How To Ensure A Successful Big Data Proof of Concept?
“Give me six hours to chop down a tree and I will spend the first four sharpening the axe.” This is how Abraham Lincoln described his habit of meticulous planning. But at Ellicium we have taken this quote seriously when it comes to planning a Big Data implementation.
We have helped number of clients from conceptualization to Big Data Proof of Concept (POC) to production implementation of various Big Data use cases mainly for streaming and Internet Of Things (IOT) data using our Ellicium’s Gazelle. A common factor in all successful Big Data Proof of concept to Production journeys has been ‘planning well even before the POC’.
This is a routine journey for us now given that the solution has matured with each implementation. Learnings from each Big Data Proof of Concept have helped us make each Big Data POC more effective in terms of value delivered and readiness for production implementation. Some key lessons that we learnt are:
- Define governance – Big Data projects can turn out to be one of the most multi-dimensional endeavours in the organization. In one of our implementations, client’s legal team was required to comment privacy issues involved when extracting customer data from the web. There will be a constant need for business users to comment on whether additional investment in Big Data is resulting in multi fold increase in decision making capability. The list can go on and on. All these decisions need to be orchestrated from an organizational perspective by a committee of senior executives. Having a ‘Big Data governance council’ is a must. Based on our experience and learning, we recommend to establish a Big Data Governance Council. We recommend such a council and even clients setup the council so that the Big Data Proof of Concept adds value to balance sheet of the organization and does not remain one odd technology initiative.
- Do you really have a need for a Big Data platform – Many a times we have come across clients who do not actually have a Big Data scenario, but are ‘lured’ by utopian promises of Big Data. We had a customer who was managing a greatly complex business with excel spreadmarts. Surely they needed a datawarehouse but not a Hadoop based Big Data system. Evaluate your data volumes and potential growth and ability of existing technology stack to meet the demand. Developing and managing a Big Data system is a big ask that may consume a lot of your IT bandwidth. This is a common knowledge but we have come across client situations where this basic fact needs to be reiterated.
- Involve Big Data distribution vendor at the POC conceptualization stage – Cloudera, DataStax, Hortonworks, IBM, MapR, Google – whatever distribution of Hadoop / Big Data you are choosing for the POC, it is a must to involve these companies from conceptualization stage. They are a great help in reviewing architecture, hardware sizing, sharing experience from past implementations. Although our velocity data solution has a recommended stack of technologies to be used, we always make sure we consult our Big Data distribution partner for critical decisions. This has averted situations like underfed hardware, wrong choice of visualization tool (due to client insistence) etc.
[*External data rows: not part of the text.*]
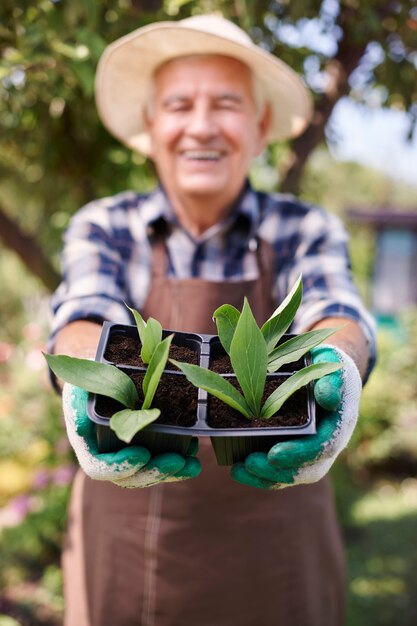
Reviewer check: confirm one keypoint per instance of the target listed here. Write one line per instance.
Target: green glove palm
(130, 467)
(308, 459)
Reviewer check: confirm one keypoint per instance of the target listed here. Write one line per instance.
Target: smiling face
(204, 129)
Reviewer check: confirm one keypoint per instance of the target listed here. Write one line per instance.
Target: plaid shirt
(107, 257)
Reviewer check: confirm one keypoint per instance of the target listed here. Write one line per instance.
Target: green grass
(379, 523)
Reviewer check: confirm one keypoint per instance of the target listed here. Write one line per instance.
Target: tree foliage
(54, 153)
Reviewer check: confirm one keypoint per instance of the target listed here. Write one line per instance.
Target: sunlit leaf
(282, 317)
(216, 385)
(226, 318)
(127, 423)
(293, 383)
(154, 371)
(95, 377)
(249, 358)
(296, 347)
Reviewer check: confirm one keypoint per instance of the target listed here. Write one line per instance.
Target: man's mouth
(202, 155)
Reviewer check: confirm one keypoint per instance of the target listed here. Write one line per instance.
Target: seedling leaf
(151, 339)
(226, 318)
(296, 347)
(127, 423)
(140, 323)
(100, 378)
(295, 382)
(282, 317)
(216, 385)
(154, 371)
(249, 358)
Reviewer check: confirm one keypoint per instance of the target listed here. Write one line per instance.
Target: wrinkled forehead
(217, 65)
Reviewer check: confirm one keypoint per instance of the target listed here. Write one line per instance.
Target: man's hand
(130, 467)
(308, 459)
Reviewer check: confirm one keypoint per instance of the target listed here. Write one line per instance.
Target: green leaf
(95, 377)
(154, 371)
(127, 423)
(293, 349)
(216, 385)
(140, 323)
(226, 317)
(295, 382)
(151, 339)
(282, 317)
(249, 358)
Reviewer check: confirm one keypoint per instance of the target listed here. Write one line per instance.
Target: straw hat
(127, 65)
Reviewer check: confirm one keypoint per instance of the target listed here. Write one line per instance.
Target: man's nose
(202, 123)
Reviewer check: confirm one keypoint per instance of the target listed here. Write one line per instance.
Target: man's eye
(228, 105)
(174, 107)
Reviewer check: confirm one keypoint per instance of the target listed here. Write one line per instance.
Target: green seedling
(109, 381)
(254, 352)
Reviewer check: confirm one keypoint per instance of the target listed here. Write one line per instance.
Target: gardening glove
(129, 467)
(307, 459)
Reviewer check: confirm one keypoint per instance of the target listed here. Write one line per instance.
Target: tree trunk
(28, 251)
(339, 69)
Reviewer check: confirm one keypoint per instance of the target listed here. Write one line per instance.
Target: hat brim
(126, 68)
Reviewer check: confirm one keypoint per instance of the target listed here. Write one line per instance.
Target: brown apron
(207, 551)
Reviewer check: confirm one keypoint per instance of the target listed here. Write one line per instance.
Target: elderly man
(202, 101)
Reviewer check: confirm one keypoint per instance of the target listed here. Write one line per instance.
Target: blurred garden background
(55, 156)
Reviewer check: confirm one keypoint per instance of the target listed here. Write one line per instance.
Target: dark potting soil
(126, 350)
(292, 413)
(175, 397)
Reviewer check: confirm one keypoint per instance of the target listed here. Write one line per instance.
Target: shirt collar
(246, 212)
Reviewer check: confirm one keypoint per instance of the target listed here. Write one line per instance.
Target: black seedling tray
(230, 444)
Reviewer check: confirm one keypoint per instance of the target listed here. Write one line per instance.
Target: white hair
(258, 91)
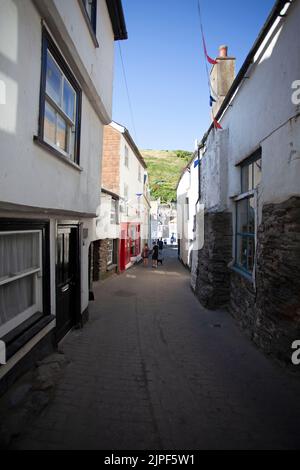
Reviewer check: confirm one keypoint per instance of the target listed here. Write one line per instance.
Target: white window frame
(38, 291)
(110, 259)
(126, 156)
(70, 124)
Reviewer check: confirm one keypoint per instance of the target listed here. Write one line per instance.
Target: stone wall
(271, 314)
(213, 279)
(96, 260)
(101, 270)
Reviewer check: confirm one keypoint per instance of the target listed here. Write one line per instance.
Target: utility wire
(127, 91)
(211, 90)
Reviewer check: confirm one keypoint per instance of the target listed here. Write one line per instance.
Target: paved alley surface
(154, 370)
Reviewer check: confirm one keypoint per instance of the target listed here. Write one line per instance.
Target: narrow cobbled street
(154, 370)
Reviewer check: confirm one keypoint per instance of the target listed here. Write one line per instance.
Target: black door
(67, 279)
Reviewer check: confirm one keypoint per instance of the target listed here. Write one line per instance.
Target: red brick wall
(111, 160)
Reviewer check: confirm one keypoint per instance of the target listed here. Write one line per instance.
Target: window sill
(240, 271)
(111, 267)
(56, 153)
(17, 338)
(88, 23)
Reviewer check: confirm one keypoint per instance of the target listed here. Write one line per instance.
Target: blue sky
(165, 68)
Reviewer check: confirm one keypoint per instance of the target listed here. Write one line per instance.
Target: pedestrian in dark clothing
(154, 255)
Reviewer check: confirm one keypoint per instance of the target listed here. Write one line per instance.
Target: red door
(124, 247)
(122, 251)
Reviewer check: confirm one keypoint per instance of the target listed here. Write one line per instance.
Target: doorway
(67, 279)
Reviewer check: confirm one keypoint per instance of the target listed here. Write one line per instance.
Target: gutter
(275, 12)
(117, 19)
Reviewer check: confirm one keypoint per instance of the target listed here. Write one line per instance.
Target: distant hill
(164, 168)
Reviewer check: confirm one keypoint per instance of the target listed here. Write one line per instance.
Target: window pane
(49, 123)
(242, 216)
(18, 253)
(69, 100)
(242, 246)
(113, 212)
(250, 177)
(71, 148)
(61, 137)
(16, 297)
(53, 80)
(109, 251)
(251, 216)
(250, 255)
(257, 172)
(245, 178)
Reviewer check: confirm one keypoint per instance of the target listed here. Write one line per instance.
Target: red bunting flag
(210, 60)
(217, 124)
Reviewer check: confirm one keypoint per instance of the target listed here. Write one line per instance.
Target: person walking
(160, 257)
(154, 255)
(160, 244)
(145, 254)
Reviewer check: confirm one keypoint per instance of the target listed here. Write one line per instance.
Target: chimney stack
(223, 51)
(222, 75)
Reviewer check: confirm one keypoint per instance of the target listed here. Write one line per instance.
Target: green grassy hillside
(164, 168)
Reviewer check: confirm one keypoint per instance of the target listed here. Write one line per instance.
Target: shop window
(246, 213)
(21, 289)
- Consider available skills in your organization – In most of the cases maintaining a Big Data application needs strong Linux skills (HDP from Hortonworks is an exception). Does your organization have skills to maintain an environment of Linux machines? Do you have system admin and programmers? One of our clients was a Microsoft shop and we were implementing a midsized Hadoop cluster for their IOT data. We requested the IT managers to start hiring Linux system admin and programmers so that by the time the POC was completed, our client had a team to own production implementation.
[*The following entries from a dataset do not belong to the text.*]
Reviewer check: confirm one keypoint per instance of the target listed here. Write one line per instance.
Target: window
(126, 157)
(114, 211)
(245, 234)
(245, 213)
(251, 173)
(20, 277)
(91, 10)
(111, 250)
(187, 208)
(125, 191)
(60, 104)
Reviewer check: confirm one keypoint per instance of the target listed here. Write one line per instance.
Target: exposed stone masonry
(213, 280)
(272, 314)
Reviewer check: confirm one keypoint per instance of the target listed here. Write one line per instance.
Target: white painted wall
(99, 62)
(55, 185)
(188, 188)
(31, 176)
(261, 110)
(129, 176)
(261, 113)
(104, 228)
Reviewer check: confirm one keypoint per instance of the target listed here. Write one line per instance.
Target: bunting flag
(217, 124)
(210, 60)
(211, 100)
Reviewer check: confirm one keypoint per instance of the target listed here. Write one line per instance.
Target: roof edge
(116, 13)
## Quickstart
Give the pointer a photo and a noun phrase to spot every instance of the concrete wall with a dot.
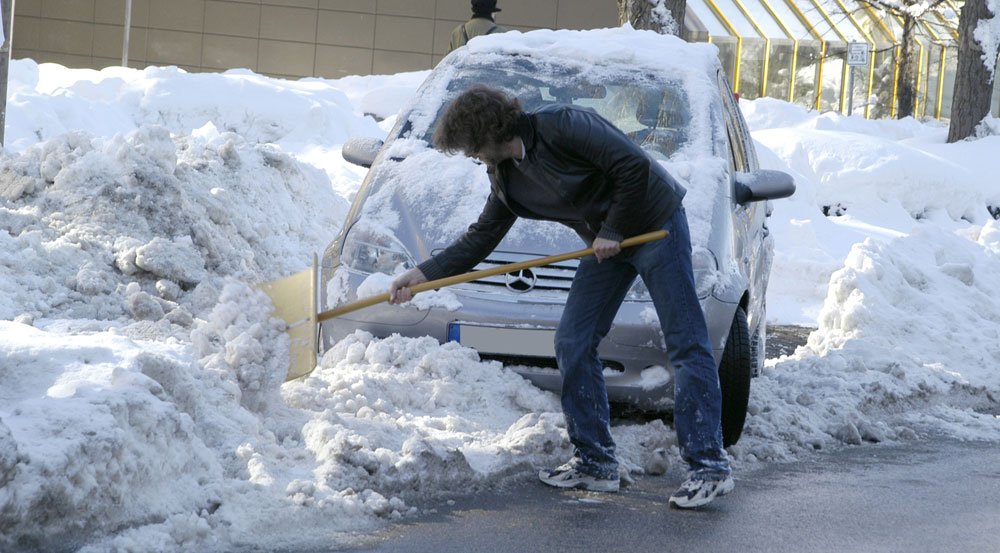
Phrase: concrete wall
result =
(287, 38)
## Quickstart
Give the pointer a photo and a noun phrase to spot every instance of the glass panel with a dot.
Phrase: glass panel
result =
(791, 20)
(708, 18)
(764, 19)
(833, 73)
(859, 94)
(885, 72)
(924, 56)
(933, 78)
(727, 54)
(752, 68)
(996, 97)
(779, 69)
(948, 92)
(839, 19)
(743, 26)
(805, 73)
(820, 24)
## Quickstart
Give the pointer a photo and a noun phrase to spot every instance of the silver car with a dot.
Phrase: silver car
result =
(415, 201)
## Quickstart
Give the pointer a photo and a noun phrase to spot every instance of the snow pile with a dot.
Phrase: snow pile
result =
(141, 398)
(908, 343)
(134, 224)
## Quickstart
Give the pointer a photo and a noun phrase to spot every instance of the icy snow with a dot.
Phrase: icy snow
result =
(141, 398)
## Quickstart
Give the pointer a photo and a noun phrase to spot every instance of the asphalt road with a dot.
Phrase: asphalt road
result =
(935, 495)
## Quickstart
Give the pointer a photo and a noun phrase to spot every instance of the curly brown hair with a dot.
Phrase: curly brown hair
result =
(480, 116)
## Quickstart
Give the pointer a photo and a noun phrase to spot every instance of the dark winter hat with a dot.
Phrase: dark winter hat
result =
(485, 7)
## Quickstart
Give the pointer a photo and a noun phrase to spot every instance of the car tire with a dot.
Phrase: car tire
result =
(735, 372)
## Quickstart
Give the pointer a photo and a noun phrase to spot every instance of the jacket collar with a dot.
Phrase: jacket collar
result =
(527, 131)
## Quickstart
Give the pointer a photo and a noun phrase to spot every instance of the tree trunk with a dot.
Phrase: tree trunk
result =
(973, 82)
(677, 9)
(907, 92)
(641, 14)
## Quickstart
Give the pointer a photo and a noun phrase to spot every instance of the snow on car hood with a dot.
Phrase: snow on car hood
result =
(443, 194)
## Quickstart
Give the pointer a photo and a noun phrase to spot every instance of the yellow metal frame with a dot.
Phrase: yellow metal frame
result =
(795, 47)
(767, 44)
(843, 72)
(872, 28)
(822, 49)
(739, 42)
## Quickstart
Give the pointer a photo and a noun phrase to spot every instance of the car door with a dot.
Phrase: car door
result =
(752, 240)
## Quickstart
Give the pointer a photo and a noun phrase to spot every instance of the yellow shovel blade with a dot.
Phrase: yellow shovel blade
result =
(294, 299)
- Agile, agile and agile – Big Data projects are risky and uncertain given that the technologies involved are constantly evolving, user data needs may not be crystal clear and new findings may change the direction. Going by a ‘waterfall style’ project plan is the biggest mistake a PM for Big Data Proof of Concept can commit. Agile helps to change the focus as per need of the hour. In one of the implementations after first 2 weeks of project, we knew performance is going to be a bottleneck. Hence we stopped all further work on data visualization and focused all our energies on tuning hardware and software for higher performance. This averted a ‘functionally correct but nonperforming’ product. There will be times when data that is being used will be of bad quality and alternate sources will have to be identified. All this requires an agile methodology to survive and succeed.
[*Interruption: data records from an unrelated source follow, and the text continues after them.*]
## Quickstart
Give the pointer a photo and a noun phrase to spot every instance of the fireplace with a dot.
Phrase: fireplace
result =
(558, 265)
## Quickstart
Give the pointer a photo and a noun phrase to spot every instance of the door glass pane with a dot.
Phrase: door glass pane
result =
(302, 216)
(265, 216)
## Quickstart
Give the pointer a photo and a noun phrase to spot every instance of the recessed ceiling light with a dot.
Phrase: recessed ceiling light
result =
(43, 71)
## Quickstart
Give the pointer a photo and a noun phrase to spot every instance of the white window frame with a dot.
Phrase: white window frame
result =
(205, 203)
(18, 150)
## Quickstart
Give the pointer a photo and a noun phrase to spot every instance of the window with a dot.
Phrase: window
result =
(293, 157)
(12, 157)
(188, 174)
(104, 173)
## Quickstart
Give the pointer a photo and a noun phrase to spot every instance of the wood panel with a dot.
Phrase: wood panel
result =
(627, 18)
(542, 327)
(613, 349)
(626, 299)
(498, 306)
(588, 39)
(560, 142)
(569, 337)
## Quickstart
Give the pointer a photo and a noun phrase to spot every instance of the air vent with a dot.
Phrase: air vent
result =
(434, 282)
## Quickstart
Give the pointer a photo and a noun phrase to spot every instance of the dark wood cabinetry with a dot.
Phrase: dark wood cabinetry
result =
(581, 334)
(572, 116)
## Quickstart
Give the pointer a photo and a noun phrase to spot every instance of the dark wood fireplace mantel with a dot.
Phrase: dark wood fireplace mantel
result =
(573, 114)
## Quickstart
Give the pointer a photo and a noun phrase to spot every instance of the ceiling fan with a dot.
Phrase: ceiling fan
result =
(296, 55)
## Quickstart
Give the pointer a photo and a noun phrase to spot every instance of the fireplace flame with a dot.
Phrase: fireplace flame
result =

- Commodity hardware is not so cheap! – So what everybody has heard about Big Data is ‘you throw in some commodity hardware and reap the benefits of distributed processing’. At least that’s what the perception is for some of the non IT business executives. But remember commodity hardware does not mean cheap / low capacity hardware. In fact, for cases like processing of streaming data (which is what we do for living); having a strong cluster of nodes consisting of at least 16-32 GB RAM and 1 GB connection is recommended. Be aware of these requirements before you commit to a Big Data Proof of Concept. One of our clients almost killed the Big Data project with scrawny 4 GB RAM machine cluster and expecting to process billion records per hour.
Having proven value of Big Data during the Proof of Concept, your business users will always want a fast transition to production implementation. Points discussed above ensure that bridge is crossed with minimal hassles.